Pang’s first encounter with politics was in 2006 when Chinatown community members suggested she run for San Francisco School Board. She received 32,235 – 6.9 percent – of all votes. Encouraged by voter support, Pang ran in the 2007 mayoral election against Gavin Newsom.
“Nobody dared to run against Newsom,” she said. “It was a surprise because I actually came in distant second to Newsom in many of the districts because of the Asian population.”
She won 7,274 votes – 5.07 percent – placing fourth overall.
Since that election, her political platform remains largely unchanged.
“Everyone is talking about the budget deficit and the government shutdown and nobody is thinking about women’s issues,” she says. “Women make up over 50 percent of the population and nobody is thinking about childcare or our voice in city government.”
Another top concern of Pang’s is job security.
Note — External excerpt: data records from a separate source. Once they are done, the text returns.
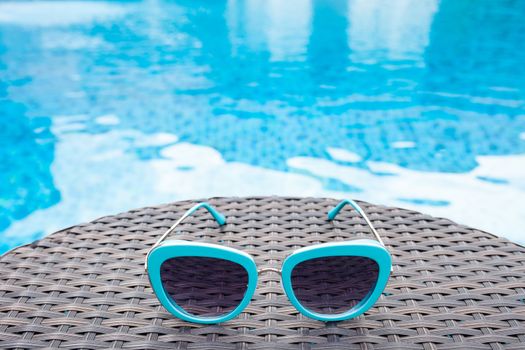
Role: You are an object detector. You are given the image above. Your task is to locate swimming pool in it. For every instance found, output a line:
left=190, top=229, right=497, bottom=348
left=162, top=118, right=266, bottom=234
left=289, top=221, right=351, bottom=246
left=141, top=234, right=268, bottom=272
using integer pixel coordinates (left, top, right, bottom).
left=0, top=0, right=525, bottom=251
She argues that her position as a woman would enable her to create a more effective dialogue between San Franciscans and City Hall to discuss jobs within the city.
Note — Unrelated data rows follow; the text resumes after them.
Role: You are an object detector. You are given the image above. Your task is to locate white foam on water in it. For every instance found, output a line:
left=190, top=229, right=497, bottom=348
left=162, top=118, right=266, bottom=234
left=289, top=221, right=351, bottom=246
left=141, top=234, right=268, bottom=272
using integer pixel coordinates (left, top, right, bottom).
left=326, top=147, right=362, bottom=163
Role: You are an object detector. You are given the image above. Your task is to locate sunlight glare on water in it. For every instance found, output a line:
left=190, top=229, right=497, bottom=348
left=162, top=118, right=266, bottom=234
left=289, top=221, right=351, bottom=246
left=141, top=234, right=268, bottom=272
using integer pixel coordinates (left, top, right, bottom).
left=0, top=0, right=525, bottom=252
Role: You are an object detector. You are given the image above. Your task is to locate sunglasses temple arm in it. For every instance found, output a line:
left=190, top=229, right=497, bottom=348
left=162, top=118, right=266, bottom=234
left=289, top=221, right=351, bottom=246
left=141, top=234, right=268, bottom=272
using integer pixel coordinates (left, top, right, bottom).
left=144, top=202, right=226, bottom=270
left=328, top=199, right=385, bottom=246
“[Women] do a better job at negotiating, we [plan ahead] better, we are in a better position to listen,” she said.
Pang believes teachers and parents are fleeing the city because they can’t afford housing, and high school graduates are hesitating to pay high tuition at the community college level.
She wants to address how rising tuition and housing costs are affecting public education. “We’re losing kids by the minute,” she said.
In addition, Pang stresses the need for more affordable city-wide childcare options for mothers who work and/or attend school – an issue Pang, a mother herself, knows from experience.
“I went to school after I had three children, childcare really helped me. But its even harder nowadays,” she said.
San Francisco’s projected budget deficit for the 2011 – 2012 fiscal year is expected to soar to $306 million. Projections for the following years are even higher. If elected mayor, Pang intends to take a closer look at expensive projects that would add to the deficit.
“The central subway to Chinatown costs $1.58 billion,” she said. “We have to look at what’s priority and the central subway shouldn’t be a priority. That money could go somewhere else.”
Pang has intermittently taught in the City College music department 1976 and believes that her experience as a musician and educator enables her to approach issues from a different angle.
“We have to find creative ways to generate money. And I will do that,” she said.